History
- Name: 1885–1903: PS Kathleen Mavourneen
- Owner: 1885–1902: Drogheda Steam Packet Company; 1902–1903: Lancashire and Yorkshire Railway;
- Operator: 1885–1902: Drogheda Steam Packet Company; 1902–1903: Lancashire and Yorkshire Railway;
- Route: 1885–1902: Drogheda – Liverpool
- Builder: A. Jack and Co, Seacombe
- Launched: 1885
- Out of service: 1903
- Fate: Scrapped December 1903 in the Netherlands

General characteristics
- Tonnage: 988 gross register tons (GRT)
- Length: 260.5 ft (79.4 m)
- Beam: 31.1 ft (9.5 m)
- Draught: 15.4 ft (4.7 m)

= PS Kathleen Mavourneen =

PS Kathleen Mavourneen was a paddle steamer passenger vessel operated by the Drogheda Steam Packet Company from 1855 to 1902 and the Lancashire and Yorkshire Railway from 1902 to 1903.

==History==

She was built by A. Jack and Co of Seacombe for the Drogheda Steam Packet Company for service between Drogheda and Liverpool.
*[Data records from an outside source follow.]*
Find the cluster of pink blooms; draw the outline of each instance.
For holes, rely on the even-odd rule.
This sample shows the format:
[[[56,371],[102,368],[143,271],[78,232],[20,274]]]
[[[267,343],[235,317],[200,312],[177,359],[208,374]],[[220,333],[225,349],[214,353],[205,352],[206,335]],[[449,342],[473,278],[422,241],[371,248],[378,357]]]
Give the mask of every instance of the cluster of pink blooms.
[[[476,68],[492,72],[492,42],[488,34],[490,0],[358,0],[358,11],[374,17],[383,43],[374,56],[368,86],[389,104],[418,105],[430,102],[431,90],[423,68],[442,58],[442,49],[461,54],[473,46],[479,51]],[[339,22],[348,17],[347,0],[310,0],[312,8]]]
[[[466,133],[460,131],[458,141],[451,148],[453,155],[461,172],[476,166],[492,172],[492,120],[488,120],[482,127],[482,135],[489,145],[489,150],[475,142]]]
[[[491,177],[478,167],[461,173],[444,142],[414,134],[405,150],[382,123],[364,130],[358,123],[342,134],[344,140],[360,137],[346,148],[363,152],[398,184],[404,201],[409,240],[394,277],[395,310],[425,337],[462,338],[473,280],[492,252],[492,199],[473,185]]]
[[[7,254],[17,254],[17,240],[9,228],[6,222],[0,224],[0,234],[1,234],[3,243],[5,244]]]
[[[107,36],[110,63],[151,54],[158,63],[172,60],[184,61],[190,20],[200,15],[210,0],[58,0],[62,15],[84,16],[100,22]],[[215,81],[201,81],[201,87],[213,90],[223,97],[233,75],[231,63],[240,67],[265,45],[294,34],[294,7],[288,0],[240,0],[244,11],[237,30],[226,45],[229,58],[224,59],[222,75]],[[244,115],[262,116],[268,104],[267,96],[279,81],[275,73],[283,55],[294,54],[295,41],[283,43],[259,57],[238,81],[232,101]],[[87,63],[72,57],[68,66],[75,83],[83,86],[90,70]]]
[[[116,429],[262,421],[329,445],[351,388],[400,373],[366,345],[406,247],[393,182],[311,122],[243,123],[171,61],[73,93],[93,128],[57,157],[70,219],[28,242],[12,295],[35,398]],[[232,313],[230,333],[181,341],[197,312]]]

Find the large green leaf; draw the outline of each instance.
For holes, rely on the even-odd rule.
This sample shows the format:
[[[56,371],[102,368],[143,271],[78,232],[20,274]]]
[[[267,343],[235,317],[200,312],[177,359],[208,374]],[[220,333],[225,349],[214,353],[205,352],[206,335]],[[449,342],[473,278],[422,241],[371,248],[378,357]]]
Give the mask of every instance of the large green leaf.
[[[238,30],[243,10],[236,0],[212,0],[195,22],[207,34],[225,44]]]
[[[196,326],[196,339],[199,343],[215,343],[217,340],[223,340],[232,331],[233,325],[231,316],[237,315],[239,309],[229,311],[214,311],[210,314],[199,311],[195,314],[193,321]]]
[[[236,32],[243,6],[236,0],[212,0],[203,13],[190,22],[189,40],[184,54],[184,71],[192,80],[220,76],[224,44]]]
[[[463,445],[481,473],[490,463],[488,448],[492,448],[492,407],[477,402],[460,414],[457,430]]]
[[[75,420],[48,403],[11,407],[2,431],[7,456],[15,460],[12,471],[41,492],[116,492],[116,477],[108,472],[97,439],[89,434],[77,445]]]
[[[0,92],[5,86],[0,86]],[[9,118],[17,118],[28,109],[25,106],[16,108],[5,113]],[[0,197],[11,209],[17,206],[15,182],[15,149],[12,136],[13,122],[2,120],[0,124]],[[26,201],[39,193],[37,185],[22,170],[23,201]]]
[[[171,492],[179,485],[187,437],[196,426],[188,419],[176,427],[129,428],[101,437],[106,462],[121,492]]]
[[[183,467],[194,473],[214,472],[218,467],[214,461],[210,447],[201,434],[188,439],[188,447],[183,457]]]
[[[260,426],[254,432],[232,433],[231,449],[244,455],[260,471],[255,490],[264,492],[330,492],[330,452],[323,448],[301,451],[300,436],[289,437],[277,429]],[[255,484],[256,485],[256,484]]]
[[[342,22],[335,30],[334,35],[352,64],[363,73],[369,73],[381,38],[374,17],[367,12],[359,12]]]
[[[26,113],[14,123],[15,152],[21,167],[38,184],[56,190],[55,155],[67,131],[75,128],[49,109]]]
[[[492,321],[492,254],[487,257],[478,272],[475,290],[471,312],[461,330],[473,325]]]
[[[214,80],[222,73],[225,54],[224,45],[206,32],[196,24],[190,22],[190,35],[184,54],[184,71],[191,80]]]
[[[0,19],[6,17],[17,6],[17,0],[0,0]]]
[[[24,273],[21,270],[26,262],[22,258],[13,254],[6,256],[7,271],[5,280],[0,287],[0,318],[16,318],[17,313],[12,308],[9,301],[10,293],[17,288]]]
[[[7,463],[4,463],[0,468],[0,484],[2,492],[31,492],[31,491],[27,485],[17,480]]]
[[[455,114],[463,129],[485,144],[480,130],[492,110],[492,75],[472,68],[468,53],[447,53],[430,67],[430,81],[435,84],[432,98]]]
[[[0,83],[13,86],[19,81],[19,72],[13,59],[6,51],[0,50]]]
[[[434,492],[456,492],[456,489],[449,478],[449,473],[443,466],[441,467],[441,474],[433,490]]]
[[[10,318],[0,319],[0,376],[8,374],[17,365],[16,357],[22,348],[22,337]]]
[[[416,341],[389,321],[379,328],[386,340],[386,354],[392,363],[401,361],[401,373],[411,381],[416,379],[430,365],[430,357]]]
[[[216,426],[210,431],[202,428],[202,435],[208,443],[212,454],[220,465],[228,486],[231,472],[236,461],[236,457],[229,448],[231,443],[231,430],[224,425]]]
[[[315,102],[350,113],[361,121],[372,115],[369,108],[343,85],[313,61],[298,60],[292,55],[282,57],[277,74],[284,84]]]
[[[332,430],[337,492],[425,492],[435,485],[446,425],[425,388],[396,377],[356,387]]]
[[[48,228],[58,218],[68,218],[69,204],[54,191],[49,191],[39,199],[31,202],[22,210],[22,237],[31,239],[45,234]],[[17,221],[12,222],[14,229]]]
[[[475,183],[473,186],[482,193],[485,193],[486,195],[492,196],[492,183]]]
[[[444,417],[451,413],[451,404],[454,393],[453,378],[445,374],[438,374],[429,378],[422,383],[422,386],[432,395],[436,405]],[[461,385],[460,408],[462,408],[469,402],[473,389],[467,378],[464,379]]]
Ownership of the steamer was transferred to the Lancashire and Yorkshire Railway in 1902 when they took over the business of the Drogheda company. Upon the delivery of the new screw steamers Colleen Bawn and Mellifont in 1903, the Kathleen Mavourneen was withdrawn from service and soon after sold and scrapped in the Netherlands.